Gürcistan tarafına geçip pasaportumu veriyorum. Adım soyadım merkeze söyleniyor. İlk başta normal söyleniyor bilgiler, sonra yüksek sesle adımında içinde geçtiği başka şeyler deniyor. Bu arada İngilizce sohbet ettiğim görevli de önemli biri olduğumu söylüyor ama ben bir anlam veremiyorum buna. Neyse kontrolden geçiyoruz. Sonra bagajlarımın incelenmesi için başka bir bölüme gidiyorum. Oradaki adamla da İngilizce sohbet ediyoruz, bagajları açıp bakmıyor bile. İyi yolculuklar dileyip gideceğim güzergâhı gösteriyor. Kapıdan geçip sınırı arkamda bırakıyorum. Son bir defa geriye dönüp Türk toprağına ve bayrağa bakıp yoluma koyuluyorum.
Bir süre bozuk asfaltı olmayan toprak bir yolda gidiyorum. Bu yükle silik lastikler beni yolda zor tutuyor. Tam lastikleri değiştirmeyi düşünürken asfaltı görüyorum. Çevreyi dikkatlice inceliyorum. İç Anadolu bölgesine benziyor. Tarlada çalışan halk beni görünce işi gücünü bırakıp beni seyretmeye başlıyor.

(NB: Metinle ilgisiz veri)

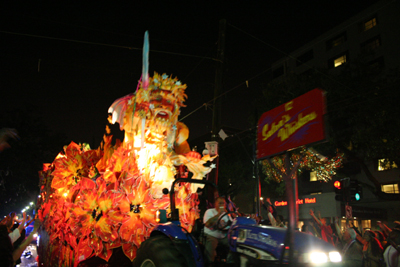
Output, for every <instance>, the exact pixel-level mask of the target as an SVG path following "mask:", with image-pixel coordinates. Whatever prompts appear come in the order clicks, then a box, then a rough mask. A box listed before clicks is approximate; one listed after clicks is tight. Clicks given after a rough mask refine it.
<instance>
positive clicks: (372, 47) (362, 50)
mask: <svg viewBox="0 0 400 267" xmlns="http://www.w3.org/2000/svg"><path fill="white" fill-rule="evenodd" d="M379 46H381V37H380V36H377V37H374V38H372V39H369V40H367V41H365V42H364V43H362V44H361V50H362V51H363V52H369V51H372V50H375V49H376V48H378V47H379Z"/></svg>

Çocuklar yol kenarına koşuyor ama seslerini çıkartmadan beni seyrediyorlar. Hello hello, deyip bir taraflarını yırtmıyorlar. Arkamdaki Türk bayrağını görünce de kafaları ile selam veriyorlar. Soluklanmak için oradaki çardaklardan birinde duruyorum.
Vale köyünün tabelasını görünce mutlu oldum. Bundan tam 4 ay önce bu köy ile başlamıştım bu rotayı çizmeye ve şimdi oradayım. Tabelanın hemen önünde bisikletimin bir pozunu aldım. Keşke beni de çeken biri olsaydı fakat etrafta kimse yoktu. Köy sanki bir harpten çıkmış gibiydi yıkık dökük bir yerdi ama yaşayanlar vardı. Tam bu sırada karşıdan çok hızlı bir şekilde gelen bir polis arabası gördüm, beni görünce yavaşladı. Ben yanından geçtim gittim. Arkamdan bir U dönüşü yapıp benim önüme geçip durdu. Bir erkek ve bir bayan polis araçtan aşağıya indi. Önce Gürcüce konuştular, anlamadığımı söyledim el kol hareketleri ile bir şeyler anlattılar anlamadım. İngilizce bilip bilmediklerini sordum. İkisi de bilmiyordu. Telefonla İngilizce bilen bir memur arandı sonra telefon bana verildi. Telefonda konuştuğum memur Gürcistan boyunca polis eskortu eşliğinde bisiklete bineceğimi söyledi. Ahiska’da mola vermem gerektiğini dile getirdim. Türkiye’den bana eşlik edecek bir yol arkadaşı geliyordu. Hem onun haberini aldım hem de pekmezin etkisi geçmeye başlamıştı. Telefonu memurlara verdim gerekli konuşmalar yapıldı ve onları takip etmem söylendi.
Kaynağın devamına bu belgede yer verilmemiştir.